I am not clear on the problem. Can you describe where the ball is in relation to the container? Is it at the end of the tube or at the part where the container and tube connect? Is there gas both above and below the sphere?

The problem I'm facing is when I manipulating the equations and solve for l, I cannot eliminate the variable N (the number of molecules which arises from the ideal gas law) and the intial and final temperature T_i and T_f which also arises from the ideal gas law.

ie

P = \frac{N}{V}kT.

P_iV_i = nRT_i

n = \frac{P_iV_i}{RT_i} = \frac{P_fV_f}{RT_f}

Since:

P_iV_i^\gamma = P_fV_f^\gamma then

P_iV_i^\gamma = nRT_iV_i^{\gamma-1} = nRT_fV_f^{\gamma-1}

So: T_iV_i^{\gamma-1} = T_fV_f^{\gamma-1}

AM

 

[OlderDan]

I am not clear on the problem. Can you describe where the ball is in relation to the container? Is it at the end of the tube or at the part where the container and tube connect? Is there gas both above and below the sphere?

I would think that gas above and below is the only reasonable assumption. That would make the final pressure

P_f = P_i + mg/A

rather than simply mg/A. I don't think it really matters where in the tube the ball stops as long as you can use the l parameter to represent how far down the tube it has moved, and the tube is long enough to stop the ball.

 

[Hyperreality]

I am not clear on the problem. Can you describe where the ball is in relation to the container? Is it at the end of the tube or at the part where the container and tube connect? Is there gas both above and below the sphere?

The tube is connected to the end of the container. So you have a container of volume V0 with a tube of radius r0 and length l0 connected to the top of it, so the gas is inside the container.

T_iV_i^{\gamma-1} = T_fV_f^{\gamma-1}

.

Yes, but it still doesn't eliminate T_f. The answer is suppose to be presented in terms of "m", "V0", "r0", "l0".

 

[OlderDan]

The tube is connected to the end of the container. So you have a container of volume V0 with a tube of radius r0 and length l0 connected to the top of it, so the gas is inside the container.

.

Yes, but it still doesn't eliminate T_f. The answer is suppose to be presented in terms of "m", "V0", "r0", "l0".

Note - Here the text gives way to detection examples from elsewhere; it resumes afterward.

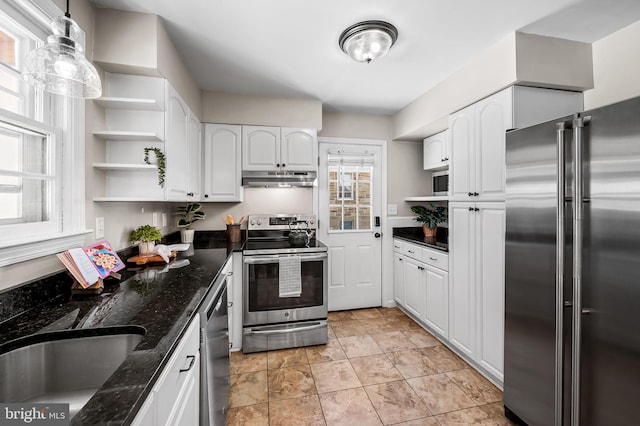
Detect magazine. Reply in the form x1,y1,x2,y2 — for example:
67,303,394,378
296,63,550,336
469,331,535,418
58,240,125,288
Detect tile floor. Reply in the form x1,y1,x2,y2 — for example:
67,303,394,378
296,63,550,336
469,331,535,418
227,308,511,426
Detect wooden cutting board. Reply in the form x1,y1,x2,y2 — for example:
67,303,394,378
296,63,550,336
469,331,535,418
127,251,176,265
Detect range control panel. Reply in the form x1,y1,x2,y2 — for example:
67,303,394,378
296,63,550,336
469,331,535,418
247,214,317,231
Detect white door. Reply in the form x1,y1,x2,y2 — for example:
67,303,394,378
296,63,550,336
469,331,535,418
449,105,476,201
204,123,243,201
449,203,477,357
475,203,505,380
475,90,513,201
425,266,449,338
280,127,318,172
318,142,383,311
165,86,189,201
404,257,427,319
242,126,280,171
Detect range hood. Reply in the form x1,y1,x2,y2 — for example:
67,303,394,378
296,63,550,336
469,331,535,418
242,171,318,188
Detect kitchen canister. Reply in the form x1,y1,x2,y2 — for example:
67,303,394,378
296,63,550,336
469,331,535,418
227,223,241,243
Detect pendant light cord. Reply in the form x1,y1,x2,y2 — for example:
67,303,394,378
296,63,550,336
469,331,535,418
64,0,71,37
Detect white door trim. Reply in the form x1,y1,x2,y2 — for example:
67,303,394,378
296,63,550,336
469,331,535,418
313,137,395,307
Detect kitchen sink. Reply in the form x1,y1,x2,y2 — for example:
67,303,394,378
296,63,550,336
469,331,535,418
0,326,146,418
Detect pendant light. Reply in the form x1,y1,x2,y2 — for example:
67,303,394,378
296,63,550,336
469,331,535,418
338,21,398,63
22,0,102,99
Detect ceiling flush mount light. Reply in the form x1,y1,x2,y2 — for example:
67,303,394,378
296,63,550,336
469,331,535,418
22,0,102,99
338,21,398,63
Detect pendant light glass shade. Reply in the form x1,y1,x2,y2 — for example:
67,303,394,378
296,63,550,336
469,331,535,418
338,21,398,63
22,16,102,99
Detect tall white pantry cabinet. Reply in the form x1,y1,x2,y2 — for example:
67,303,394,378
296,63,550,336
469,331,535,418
449,86,582,384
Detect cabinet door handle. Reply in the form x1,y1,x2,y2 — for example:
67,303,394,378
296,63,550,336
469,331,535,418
179,355,196,373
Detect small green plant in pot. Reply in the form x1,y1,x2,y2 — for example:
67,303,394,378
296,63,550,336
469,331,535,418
177,203,207,243
129,225,162,256
411,203,447,237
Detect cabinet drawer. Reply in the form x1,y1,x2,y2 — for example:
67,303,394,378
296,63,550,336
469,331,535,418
402,243,423,261
422,248,449,271
393,238,404,253
154,316,200,424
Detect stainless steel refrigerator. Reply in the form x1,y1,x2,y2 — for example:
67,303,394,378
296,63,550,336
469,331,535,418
504,98,640,426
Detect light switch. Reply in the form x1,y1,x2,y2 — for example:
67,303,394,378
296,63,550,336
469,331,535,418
96,217,104,240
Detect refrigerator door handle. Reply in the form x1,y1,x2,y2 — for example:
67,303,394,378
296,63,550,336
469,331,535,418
554,121,572,426
571,117,591,426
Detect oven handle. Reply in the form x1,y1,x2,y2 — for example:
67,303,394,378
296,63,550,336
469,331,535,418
242,252,327,265
244,322,327,334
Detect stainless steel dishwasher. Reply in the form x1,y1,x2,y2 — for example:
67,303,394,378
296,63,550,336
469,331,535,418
200,270,232,426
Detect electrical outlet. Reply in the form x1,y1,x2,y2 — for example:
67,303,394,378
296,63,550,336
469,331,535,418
96,217,104,240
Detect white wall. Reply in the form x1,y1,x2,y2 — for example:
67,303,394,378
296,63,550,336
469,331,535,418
202,92,323,129
584,21,640,109
393,33,593,140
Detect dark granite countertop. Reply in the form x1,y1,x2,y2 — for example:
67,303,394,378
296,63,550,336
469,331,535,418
0,233,243,425
393,226,449,252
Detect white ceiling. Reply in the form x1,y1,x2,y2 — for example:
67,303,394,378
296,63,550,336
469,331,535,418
91,0,640,114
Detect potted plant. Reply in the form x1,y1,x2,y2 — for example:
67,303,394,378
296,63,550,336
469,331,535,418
178,203,207,243
411,203,447,237
129,225,162,256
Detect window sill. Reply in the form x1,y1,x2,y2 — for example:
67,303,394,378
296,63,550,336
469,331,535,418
0,230,91,267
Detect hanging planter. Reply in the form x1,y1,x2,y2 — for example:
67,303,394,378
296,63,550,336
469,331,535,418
144,147,166,188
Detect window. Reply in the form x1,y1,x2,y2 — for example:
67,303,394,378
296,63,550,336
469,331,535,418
0,0,84,266
328,163,373,231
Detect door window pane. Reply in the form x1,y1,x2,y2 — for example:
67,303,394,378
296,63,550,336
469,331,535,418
328,164,373,231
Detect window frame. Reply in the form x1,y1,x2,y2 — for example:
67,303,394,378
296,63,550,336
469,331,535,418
0,0,90,267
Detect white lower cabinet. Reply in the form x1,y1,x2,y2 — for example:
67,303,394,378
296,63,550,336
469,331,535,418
403,257,426,318
393,239,449,339
424,266,449,338
132,316,200,426
449,202,505,382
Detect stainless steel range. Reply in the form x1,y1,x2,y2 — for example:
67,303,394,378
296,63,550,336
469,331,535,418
242,214,328,353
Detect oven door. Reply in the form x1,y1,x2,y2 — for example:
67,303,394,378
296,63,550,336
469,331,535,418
242,252,328,326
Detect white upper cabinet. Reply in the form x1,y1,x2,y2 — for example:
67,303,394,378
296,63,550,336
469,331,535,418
165,84,189,201
280,127,318,172
203,123,243,202
449,86,582,201
242,126,280,171
449,89,512,201
422,130,449,170
242,126,318,171
187,110,202,201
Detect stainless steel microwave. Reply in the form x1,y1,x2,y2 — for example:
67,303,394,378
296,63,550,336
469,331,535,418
432,171,449,195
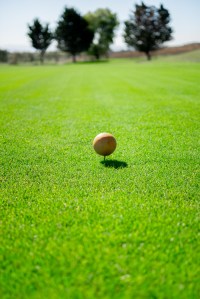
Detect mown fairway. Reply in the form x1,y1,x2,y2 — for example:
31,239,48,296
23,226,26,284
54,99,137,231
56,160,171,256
0,56,200,299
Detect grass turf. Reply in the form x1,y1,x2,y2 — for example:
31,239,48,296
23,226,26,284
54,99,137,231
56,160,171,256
0,56,200,299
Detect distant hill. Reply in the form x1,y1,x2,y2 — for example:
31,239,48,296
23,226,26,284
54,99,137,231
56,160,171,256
110,43,200,58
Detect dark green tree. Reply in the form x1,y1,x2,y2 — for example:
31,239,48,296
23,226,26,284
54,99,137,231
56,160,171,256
55,8,94,62
85,8,119,59
124,2,172,60
28,19,53,63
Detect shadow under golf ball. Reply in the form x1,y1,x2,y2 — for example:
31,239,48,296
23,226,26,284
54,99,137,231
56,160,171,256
101,160,128,169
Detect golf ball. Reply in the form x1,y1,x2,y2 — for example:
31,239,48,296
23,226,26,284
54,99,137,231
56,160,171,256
93,133,117,156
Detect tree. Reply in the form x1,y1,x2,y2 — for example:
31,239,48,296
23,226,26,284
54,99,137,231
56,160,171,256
85,8,119,59
124,2,172,60
28,19,53,63
0,49,9,62
55,8,94,62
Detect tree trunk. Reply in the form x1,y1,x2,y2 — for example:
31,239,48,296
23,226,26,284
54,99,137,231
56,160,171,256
72,55,76,63
145,52,151,60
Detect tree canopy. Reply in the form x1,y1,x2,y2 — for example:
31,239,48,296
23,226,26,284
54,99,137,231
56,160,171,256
124,2,172,59
55,8,94,62
85,8,119,59
28,19,53,63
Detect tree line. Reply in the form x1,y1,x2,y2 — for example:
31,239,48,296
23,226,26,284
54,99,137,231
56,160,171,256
2,2,172,63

Then I guess you are supposed to figure out how far the ball moves instead of having an answer that involves your l. But if my previous post is correct for the pressure, can't you use that with your first equation to get the volume ratio? Surely the initial pressure makes a difference, so can your answer include intitial pressure, perhaps assumed to be 1 atm?